[Duplication of the X-chromosomal Xq28 region containing the MECP2 gene in X-linked intellectual disability syndrome Lubs-type].

In the case of a suspected genetic disease, it is a big challenge to integrate the wide range of symptoms, to select the appropriate diagnostic steps and then to evaluate the results. In this case report, we present the medical history of a boy with congenital heart defects, neurodevelopmental and endocrine disorders. In connection with recurrent, psychomotor developmental delay, detection of minor anomalies and recurrent, severe sepsis since his birth, we started his genetic testing. Multiplex ligation-dependent probe amplification (MLPA-) analysis identified MECP2 duplication syndrome. This genetic syndrome, also called X-linked intellectual disability syndrome Lubs-type, is an X-linked recessive genetic defect. The exact frequency of this genetic disorder is unknown.

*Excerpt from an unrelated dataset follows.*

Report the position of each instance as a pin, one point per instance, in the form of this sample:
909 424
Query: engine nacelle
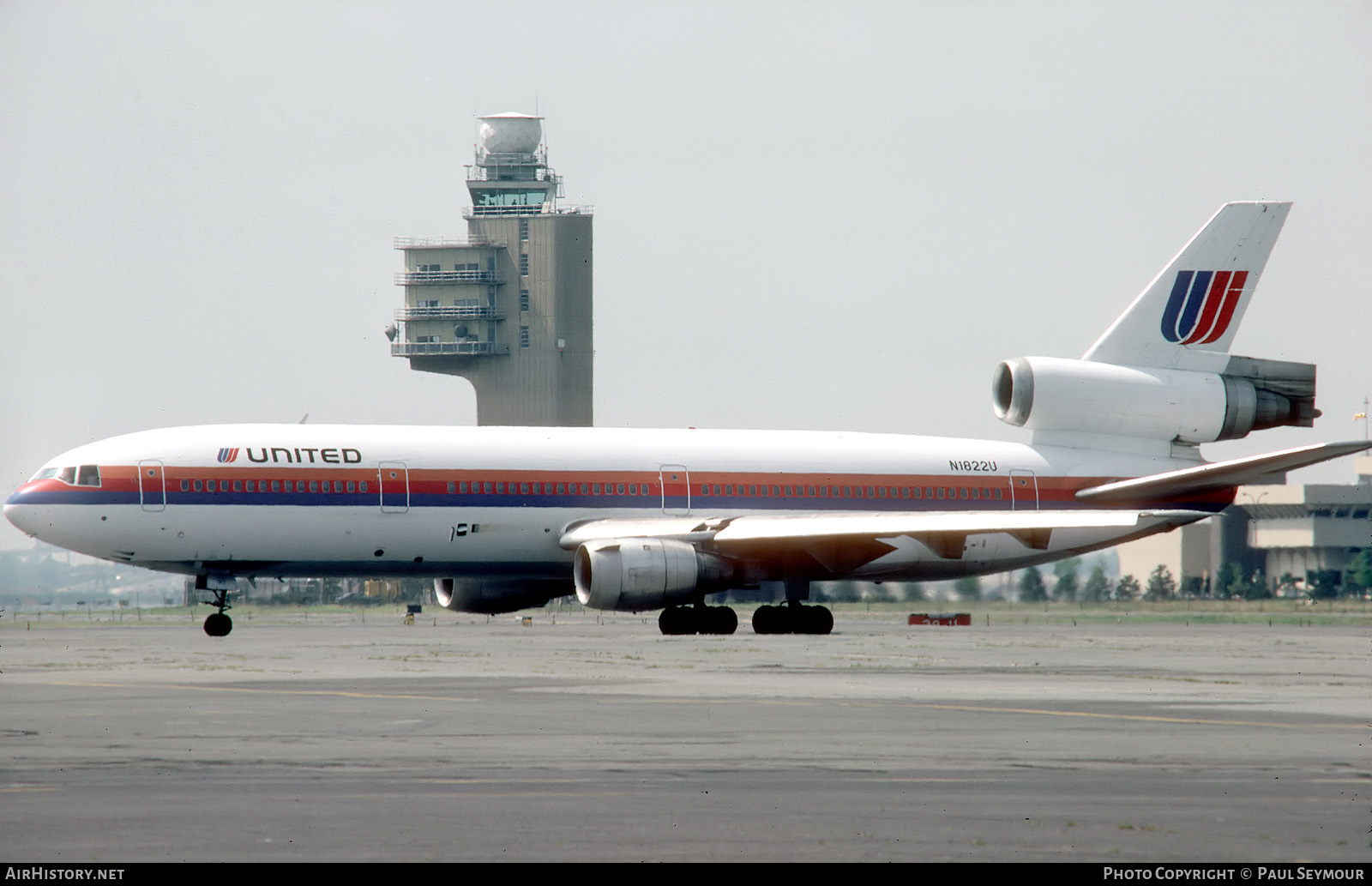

We know about 200 people in the world, based on literature data. The severity of the clinical symptoms is related to the size of the duplicated chromosome segment. In our patient the affected region, in addition to MECP2, also contained SLC6A8, IDH3G, L1CAM, IRAK1, FLNA, GDI1, DKC1, F8 and VAMP7 genes. These genes may have contributed to the appearance of the diverse clinical picture. We emphasize the pathological role of the reduced cortisol response in the background of recurrent, severe septic conditions. A wide spectrum of genetic testing methods is available, but it depends on the clinician to initiate them. Our main goal with this announcement is to draw attention to these special analyses, which can shorten the diagnostic path, therefore during the next pregnancis the prenatal genetic diagnosis is possible. Orv Hetil. 2025; 166(8): 313–316.